With respect to furnishers, the report notes that some furnishers, including auto loan, debt collection, deposit account, and mortgage furnishers, have not adopted written policies and procedures regarding the accuracy and integrity of consumer credit information that meet the requirements of the Fair Credit Reporting Act (the “FCRA”) and Regulation V.  In addition, the report describes recent examples where furnishers reported information with actual knowledge of errors, failed to correct and update incorrect information previously reported, and failed to respond appropriately to accuracy-related disputes from consumers, among other issues.

With respect to CRAs, the report noted that one or more nationwide specialty CRAs had not followed reasonable procedures to assure maximum possible accuracy.  CFPB examiners also found weaknesses in at least one CRA’s procedures to limit the furnishing of consumer reports to permissible purposes, and to block the reporting of information resulting from identity theft, among other issues.

Director Kraninger Marks First Year at the CFPB

By Eric Mogilnicki and Cody Gaffney, Covington & Burling LLP

Tuesday, December 10, 2019, marked the close of CFPB Director Kathleen Kraninger’s first year as CFPB Director.  To commemorate the occasion, the Director released a statement in which she commended the Bureau’s employees, and looked forward to the Bureau’s continued work over the remainder of her five-year term.

Accompanying Director Kraninger’s statement is a lengthy list of accomplishments over the past year, grouped in the following categories: (i) providing clear rules of the road through rulemaking, (ii) creating a culture of compliance, (iii) enforcing the law against bad actors, (iv) educating and empowering consumers to make better informed financial decision, (v) enhanced interagency coordination, and (vi) promoting a more inclusive, effective, and efficient organization.

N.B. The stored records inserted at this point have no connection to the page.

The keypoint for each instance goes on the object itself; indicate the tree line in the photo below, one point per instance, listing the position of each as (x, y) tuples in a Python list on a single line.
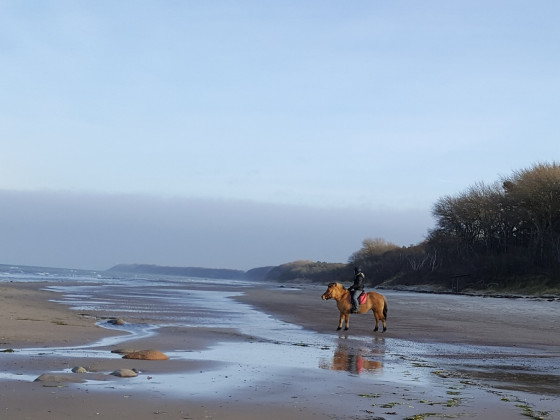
[(504, 235)]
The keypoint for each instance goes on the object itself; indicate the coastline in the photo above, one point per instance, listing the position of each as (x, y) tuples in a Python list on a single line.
[(30, 320)]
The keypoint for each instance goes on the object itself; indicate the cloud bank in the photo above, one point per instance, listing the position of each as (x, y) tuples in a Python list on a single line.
[(97, 231)]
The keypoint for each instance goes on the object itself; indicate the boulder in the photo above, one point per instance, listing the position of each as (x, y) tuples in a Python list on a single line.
[(147, 355)]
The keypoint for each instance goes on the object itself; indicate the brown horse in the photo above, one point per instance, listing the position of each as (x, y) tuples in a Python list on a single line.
[(375, 302)]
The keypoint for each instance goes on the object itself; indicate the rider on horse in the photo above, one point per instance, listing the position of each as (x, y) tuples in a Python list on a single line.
[(357, 288)]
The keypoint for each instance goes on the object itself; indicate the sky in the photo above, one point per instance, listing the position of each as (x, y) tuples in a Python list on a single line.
[(253, 133)]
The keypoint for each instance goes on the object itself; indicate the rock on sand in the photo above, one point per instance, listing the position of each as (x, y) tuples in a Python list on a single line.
[(147, 355)]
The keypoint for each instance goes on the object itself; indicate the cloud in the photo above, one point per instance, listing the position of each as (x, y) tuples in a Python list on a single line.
[(97, 231)]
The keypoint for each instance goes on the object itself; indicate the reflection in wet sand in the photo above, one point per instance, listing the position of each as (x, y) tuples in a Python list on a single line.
[(350, 361)]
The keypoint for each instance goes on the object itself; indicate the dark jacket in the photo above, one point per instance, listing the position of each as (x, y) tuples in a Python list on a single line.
[(358, 282)]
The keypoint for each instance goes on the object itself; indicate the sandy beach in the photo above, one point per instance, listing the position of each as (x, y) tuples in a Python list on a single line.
[(442, 357)]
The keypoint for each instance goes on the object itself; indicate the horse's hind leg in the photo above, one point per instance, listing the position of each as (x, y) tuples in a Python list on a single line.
[(379, 317), (340, 321)]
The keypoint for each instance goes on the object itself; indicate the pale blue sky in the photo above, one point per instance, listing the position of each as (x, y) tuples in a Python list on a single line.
[(365, 106)]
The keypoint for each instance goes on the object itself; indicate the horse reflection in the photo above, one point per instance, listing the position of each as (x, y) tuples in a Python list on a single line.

PayPal Files Suit Challenging Bureau’s Prepaid Rule

By Eric Mogilnicki and Cody Gaffney, Covington & Burling LLP

On December 11, 2019, PayPal, Inc. filed a lawsuit in the U.S. District Court for the District of Columbia challenging the Bureau’s Prepaid Rule (the “Rule”) on administrative and constitutional grounds.  The Rule, which was implemented in April 2019, imposes disclosure requirements with respect to general purpose reloadable cards (“GPR cards” or “prepaid cards”).  PayPal’s complaint alleges that the application of the Rule’s required disclosures to digital wallet products is inappropriate and has caused confusion among PayPal’s customers.

In its suit, PayPal alleges that the Rule exceeds the Bureau’s statutory authority under the Electronic Fund Transfer Act and Truth in Lending Act, and that the Rule is arbitrary and capricious in failing to consider the unique characteristics of digital wallets, and to appropriately weigh the burdens of the Rule against its benefits.  Finally, PayPal alleges that the Rule violates the First Amendment by requiring PayPal to make misleading and inapplicable disclosures.  PayPal seeks declaratory and injunctive relief, as well as litigation costs and attorney’s fees.